Di lui Daniele dice che gli fu dato dominio, gloria e regno e che questo sarebbe durato in eterno.
Questa visione segue quella delle quattro bestie descritte nei precedenti versetti.
Daniele chiede spiegazioni (v. 16) circa questa visione e di quella delle quattro bestie.

Gli viene risposto (vv. 17-18) che le quattro bestie rappresentano quattro regni dominanti sulla terra e dopo di essi
... i santi dell’Altissimo riceveranno il regno e lo possederanno per sempre, eternamente (v. 18).
Quindi la spiegazione è che il “figlio d’uomo” del v. 13 simboleggia “i santi dell’Altissimo” del v. 18.

Chi sono i “santi dell’altissimo”? Certamente si tratta del popolo di Dio, che riceverà il regno eterno e sappiamo che lo riceverà con Cristo.

Qualcuno pensa che questo “figlio d’uomo” sia una angelo o, comunque, un essere spirituale.
Ma ciò è da escludere.
Infatti Daniele è un libro che rientra in quel genere di letteratura, ebraica, chiamata “apocalittica” e una delle caratteristiche principali di questa letteratura è l’uso di immagini per esprimere determinati concetti.
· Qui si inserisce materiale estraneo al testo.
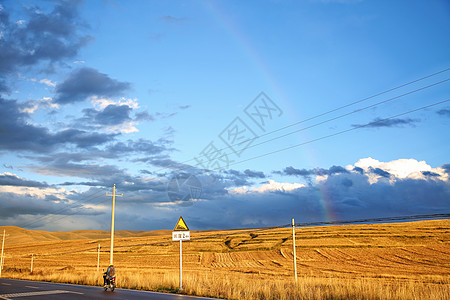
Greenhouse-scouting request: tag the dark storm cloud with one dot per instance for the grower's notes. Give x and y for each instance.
(109, 116)
(347, 195)
(86, 82)
(444, 112)
(13, 180)
(254, 174)
(359, 170)
(17, 134)
(446, 167)
(380, 172)
(377, 123)
(43, 37)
L’esempio che conosciamo meglio è Apocalisse di Giovanni ma ci sono molti altri libri sorti nell’ambito del giudaismo a partire dalla deportazione babilonese. Daniele è il primo di questo genere e ad esso va accostato anche Ezechiele.
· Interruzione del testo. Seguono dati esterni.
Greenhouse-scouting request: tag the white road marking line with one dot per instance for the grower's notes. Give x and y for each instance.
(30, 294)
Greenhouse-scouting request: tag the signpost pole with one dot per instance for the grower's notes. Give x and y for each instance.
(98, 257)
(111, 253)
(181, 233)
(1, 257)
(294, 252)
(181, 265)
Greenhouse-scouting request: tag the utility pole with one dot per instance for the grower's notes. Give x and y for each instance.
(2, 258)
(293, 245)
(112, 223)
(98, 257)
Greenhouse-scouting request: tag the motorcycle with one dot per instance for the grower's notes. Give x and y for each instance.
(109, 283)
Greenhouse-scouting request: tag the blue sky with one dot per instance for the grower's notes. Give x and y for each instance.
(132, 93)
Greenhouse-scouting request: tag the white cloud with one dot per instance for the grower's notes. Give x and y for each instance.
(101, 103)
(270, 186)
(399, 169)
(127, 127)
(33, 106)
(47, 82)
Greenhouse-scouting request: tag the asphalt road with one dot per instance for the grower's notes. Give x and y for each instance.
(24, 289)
Dunque Daniele fa una specie di filosofia della storia, parlando di imperi dominanti ai quali seguirà un regno eterno; e lo fa usando immagini: per gli imperi usa immagini di bestie spaventose, per il popolo di Dio che avrà il regno eterno usa l’immagine di “uomo” mediante l’espressione “figlio d’uomo”.
Quindi niente esseri angelici ma semplicemente un popolo, il popolo di Dio.

Il fatto che Gesù usi per sé stesso questa immagine, significa che egli si ritiene il “titolare” di quel regno eterno profetizzato da Daniele e, poiché il NT ci presenta la chiesa come corpo di Cristo, possiamo facilmente comprendere che in Gesù è la chiesa, nuovo popolo di Dio, a regnare eternamente.
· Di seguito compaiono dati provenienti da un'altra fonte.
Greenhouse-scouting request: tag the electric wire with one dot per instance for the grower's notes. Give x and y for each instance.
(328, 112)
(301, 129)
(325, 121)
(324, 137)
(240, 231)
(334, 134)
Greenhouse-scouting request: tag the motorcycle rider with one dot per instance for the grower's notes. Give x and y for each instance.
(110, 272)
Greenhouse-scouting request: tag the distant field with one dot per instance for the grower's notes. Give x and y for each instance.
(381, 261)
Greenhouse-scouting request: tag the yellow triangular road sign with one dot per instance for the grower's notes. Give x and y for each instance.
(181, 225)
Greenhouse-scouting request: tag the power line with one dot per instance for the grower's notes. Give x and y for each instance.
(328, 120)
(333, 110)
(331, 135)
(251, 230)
In Gesù, dunque, si concretizzano tutte le attese e tutte le speranze formatesi in secoli di predicazione profetica nell’ambito del popolo di Dio; popolo che prima aveva una connotazione etnica che, quasi, si risolve nell’uomo Gesù di Nazareth, come se tutto il popolo ebraico si fosse concentrato in lui.
Ed è a lui che il regno eterno viene dato, lui è il “figlio d’uomo” di Daniele 7, 13. In lui è l’uomo, il semplice uomo, e non organizzazioni di qualsiasi genere, ad essere depositario del regno eterno.
I tre vangeli sinottici semplicemente prendono atto di questo fatto: è Gesù stesso ad applicare a sé questo titolo, nessun altro lo chiama in questo modo, e ciò costituisce un’altra particolarità che, insieme alle altre già notate in altre situazioni, rende Gesù una persona assolutamente unica.

CONSIDERAZIONE - C’è da chiedersi perché Gesù non usasse definirsi “Messia”, come lui stesso riconosce di essere in Giovanni 4, 25 parlando con la donna samaritana. Lui era, in effetti, l’atteso Messia e avrebbe potuto benissimo definirsi come tale sia parlando con i discepoli che con la gente in generale.
C’è una spiegazione.
Il Messia atteso da tutti gli Ebrei (vedi Giovanni 1, 41) era collegato con l’idea di gloria che lo avrebbe accompagnato nello stabilire il regno di Dio. Il Messia avrebbe, nell’immagine collettiva degli Ebrei, ristabilito il regno di David, avrebbe debellato i nemici di Israele, avrebbe condotto il popolo di Dio alla vittoria su tutti gli altri popoli.

Ma non era questo il piano di Dio. Il profeta Isaia presenta un immagine totalmente diversa da quella popolare, l’immagine del servo sofferente del cap. 53.
Ecco dunque che Gesù, consapevole della sua missione, sceglie per sé l’immagine di “figlio dell’uomo”, cioè “uomo”, perché l’uomo è strettamente collegato con la sofferenza e lui era venuto per vincere il male, sì, ma passando attraverso la sofferenza propria e non attraverso la distruzione dei nemici.
Certamente Gesù è un uomo tutto speciale nel contesto dell’umanità per cui anche questa espressione diventa particolare in quanto tutta particolare è la sua venuta in mezzo all’umanità come anche la sua missione. E’ lui che tornerà e darà il via alla nuova umanità con la risurrezione di tutti noi.
Ecco allora che , nei vangeli, l’espressione diventa quasi un nome proprio che Gesù applica a sé stesso e che lo distingue da tutti gli altri esseri umani.